DE JOELHOS SÓ PERANTE DEUS

Ano 10 – vol. 12 – n. 82/2022 – https://doi.org/10.5281/zenodo.10005355

“É melhor morrer de pé do que viver de joelhos”.

A frase, que tanto é atribuída a Franklin Roosevelt como a Emilizano Zapatta (opostos mas com convergência neste caso) importa e é necessária sobretudo neste momento da história do Brasil.

Já é inegável que de ativismos a criativismos o Brasil desembarcou de vez na juristocracia. Queiramos ou não é o que nos resta como verdade evidente, tamanha a inércia de tantos que se comprometeram com juramentos solenes. Ora, mas o que é um juramento político senão uma promessa que bem pode ser confundida com o que foi anunciado dos palanques?

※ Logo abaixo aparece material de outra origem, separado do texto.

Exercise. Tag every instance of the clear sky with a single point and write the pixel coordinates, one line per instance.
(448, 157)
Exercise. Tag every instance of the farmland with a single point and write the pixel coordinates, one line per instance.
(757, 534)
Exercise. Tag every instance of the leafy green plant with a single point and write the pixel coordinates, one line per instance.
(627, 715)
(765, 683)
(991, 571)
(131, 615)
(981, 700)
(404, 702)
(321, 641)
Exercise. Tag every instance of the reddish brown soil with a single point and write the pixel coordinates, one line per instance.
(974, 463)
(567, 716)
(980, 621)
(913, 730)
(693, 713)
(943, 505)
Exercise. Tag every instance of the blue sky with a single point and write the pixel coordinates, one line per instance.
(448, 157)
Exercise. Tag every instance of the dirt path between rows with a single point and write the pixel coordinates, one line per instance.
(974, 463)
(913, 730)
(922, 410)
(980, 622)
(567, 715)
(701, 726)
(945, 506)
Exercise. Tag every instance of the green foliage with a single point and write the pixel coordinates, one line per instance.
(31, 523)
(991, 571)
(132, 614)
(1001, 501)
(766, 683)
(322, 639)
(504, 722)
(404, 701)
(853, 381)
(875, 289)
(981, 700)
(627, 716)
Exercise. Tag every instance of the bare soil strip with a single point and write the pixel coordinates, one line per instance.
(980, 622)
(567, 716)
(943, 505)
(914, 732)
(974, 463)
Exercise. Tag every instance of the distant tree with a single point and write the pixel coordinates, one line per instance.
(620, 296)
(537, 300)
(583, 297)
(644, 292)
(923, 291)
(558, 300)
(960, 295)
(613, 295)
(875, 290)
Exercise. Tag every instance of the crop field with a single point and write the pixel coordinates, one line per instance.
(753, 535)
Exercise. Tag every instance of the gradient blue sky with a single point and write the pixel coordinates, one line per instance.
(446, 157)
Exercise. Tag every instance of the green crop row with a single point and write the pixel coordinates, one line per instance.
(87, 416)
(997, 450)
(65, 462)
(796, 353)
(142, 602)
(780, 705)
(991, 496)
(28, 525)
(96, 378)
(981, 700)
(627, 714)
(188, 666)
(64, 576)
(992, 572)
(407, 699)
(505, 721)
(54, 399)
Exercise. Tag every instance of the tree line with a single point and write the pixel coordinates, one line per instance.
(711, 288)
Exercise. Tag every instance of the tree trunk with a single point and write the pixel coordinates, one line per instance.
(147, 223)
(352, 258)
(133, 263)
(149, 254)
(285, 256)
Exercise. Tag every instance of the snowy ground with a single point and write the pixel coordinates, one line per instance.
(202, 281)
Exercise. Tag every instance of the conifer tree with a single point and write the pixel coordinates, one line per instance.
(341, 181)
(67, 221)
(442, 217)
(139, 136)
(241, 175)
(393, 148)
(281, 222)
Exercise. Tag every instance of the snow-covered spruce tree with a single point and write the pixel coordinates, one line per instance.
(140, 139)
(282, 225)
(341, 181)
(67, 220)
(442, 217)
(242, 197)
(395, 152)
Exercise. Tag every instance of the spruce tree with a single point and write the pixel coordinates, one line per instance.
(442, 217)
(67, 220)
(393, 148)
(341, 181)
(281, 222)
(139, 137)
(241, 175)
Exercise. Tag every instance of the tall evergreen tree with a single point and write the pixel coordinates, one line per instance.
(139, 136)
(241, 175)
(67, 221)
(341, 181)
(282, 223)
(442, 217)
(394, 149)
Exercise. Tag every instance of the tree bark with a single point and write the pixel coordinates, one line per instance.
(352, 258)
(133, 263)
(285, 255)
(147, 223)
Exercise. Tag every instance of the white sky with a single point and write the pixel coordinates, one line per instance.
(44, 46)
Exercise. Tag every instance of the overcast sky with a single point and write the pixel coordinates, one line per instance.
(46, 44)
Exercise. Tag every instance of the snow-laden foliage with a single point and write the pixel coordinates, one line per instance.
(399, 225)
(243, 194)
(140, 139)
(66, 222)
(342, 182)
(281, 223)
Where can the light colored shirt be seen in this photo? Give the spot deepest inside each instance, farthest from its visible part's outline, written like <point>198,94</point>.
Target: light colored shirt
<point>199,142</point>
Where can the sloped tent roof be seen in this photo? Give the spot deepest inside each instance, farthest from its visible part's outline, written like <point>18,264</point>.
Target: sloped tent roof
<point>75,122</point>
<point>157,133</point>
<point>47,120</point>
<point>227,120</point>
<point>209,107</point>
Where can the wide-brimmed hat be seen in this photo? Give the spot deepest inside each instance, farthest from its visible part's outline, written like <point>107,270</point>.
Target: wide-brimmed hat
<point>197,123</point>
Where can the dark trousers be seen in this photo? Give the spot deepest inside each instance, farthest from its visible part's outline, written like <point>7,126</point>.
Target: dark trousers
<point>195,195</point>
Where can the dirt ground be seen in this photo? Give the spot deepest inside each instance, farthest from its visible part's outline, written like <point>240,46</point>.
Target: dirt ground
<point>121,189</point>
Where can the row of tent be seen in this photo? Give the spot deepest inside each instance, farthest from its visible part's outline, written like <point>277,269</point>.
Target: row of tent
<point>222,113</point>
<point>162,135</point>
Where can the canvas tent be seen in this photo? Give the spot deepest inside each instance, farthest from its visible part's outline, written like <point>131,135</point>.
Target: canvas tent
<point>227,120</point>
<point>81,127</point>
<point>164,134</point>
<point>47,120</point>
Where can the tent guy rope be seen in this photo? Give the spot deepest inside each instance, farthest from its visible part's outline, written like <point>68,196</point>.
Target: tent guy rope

Pois bem, do vilipêndio aos direitos fundamentais (e até humanitários, pois humanos) de tudo se assiste um pouco, com o consentimento do Congresso Nacional.

A omissão foi (e é) tamanha que por crime comum a prevaricação estaria às escâncaras configurada. Mas sempre há o jeito de se compor com o “diálogo institucional” a “democracia de touca”.

A Câmara dos Deputados, por exemplo, ao transformar um deputado em “João Batista” entregou na bandeja não apenas a cabeça de um de seus membros, mas a própria prerrogativa da inviolabilidade do mandato eleitoral.

O Senado Federal, também por exemplo, ignora, com a indiferença de quem se põe acima das leis, os ritos procedimentais que envolvem prerrogativas privativas, preferindo optar por dar as costas ao povo.

Bom, nos restaria apelar ao mediador de tudo que controlaria os descompassos entre os poderes executivo e legislativo, afinal, foi o constitucionalismo que produziu os instrumentos decantados como freios e contrapesos. Mas no Brasil a coisa é diferente.

O executivo se transformou em um “quase-poder” em busca de tentar administrar, com suas mazelas peculiares, mas tendo em desfavor grande parte dos órgãos e instituições que optaram por defenestrar um homem, esquecendo-se de que era a democracia que deveria ser defendida. O tempo revelará.

O judiciário, encabeçado pelo Supremo Tribunal Federal, houve por bem se transformar em um tribunal de competências que subtrai de instancias outras as próprias regras constitucionais que lhe são asseguradas. Assim, suposta vítima acumula funções de inquisidor, acusador e julgador, em desfavor de regras que nasceram exatamente para que o passado sombrio fosse apagado, jamais esquecido, da história.

O Brasil real, infelizmente, amanhece com decisão judicial monocrática que subtrai competência do poder legislativo, ao decidir que teto de gastos não envolve programas sociais (Bolsa Família) objeto de projeto de emenda à Constituição ainda em trâmite.

O que disseram os presidentes da Câmara dos Deputados e do Senado Federal em defesa da Constituição da República e das prerrogativas do parlamento? Nada!

Tenho, como cidadão e contribuinte, todas as razões para temer o que está anunciado, com o gravame de saber que não há quem me possa defender. Não estou só, pelo menos na minha indignação, mas sei que estou cercado de indiferentes que concorrerão para financiar o maior desastre da história do Brasil.

Não sei a qual das duas figuras credenciar a frase que inicia estas minhas palavras, mas posso garantir que a covardia de quem tem “munus” publico e prefere se ajoelhar ou é sinal de cumplicidade ou é preservação de impunidade, porque, nem com a Constituição, nem com os cidadãos, nem com sua pátria esse tipo de gente tem compromisso. Ajoelham-se cordatamente.

Aprendi que de joelhos só perante Deus. Espero que jamais sob tortura.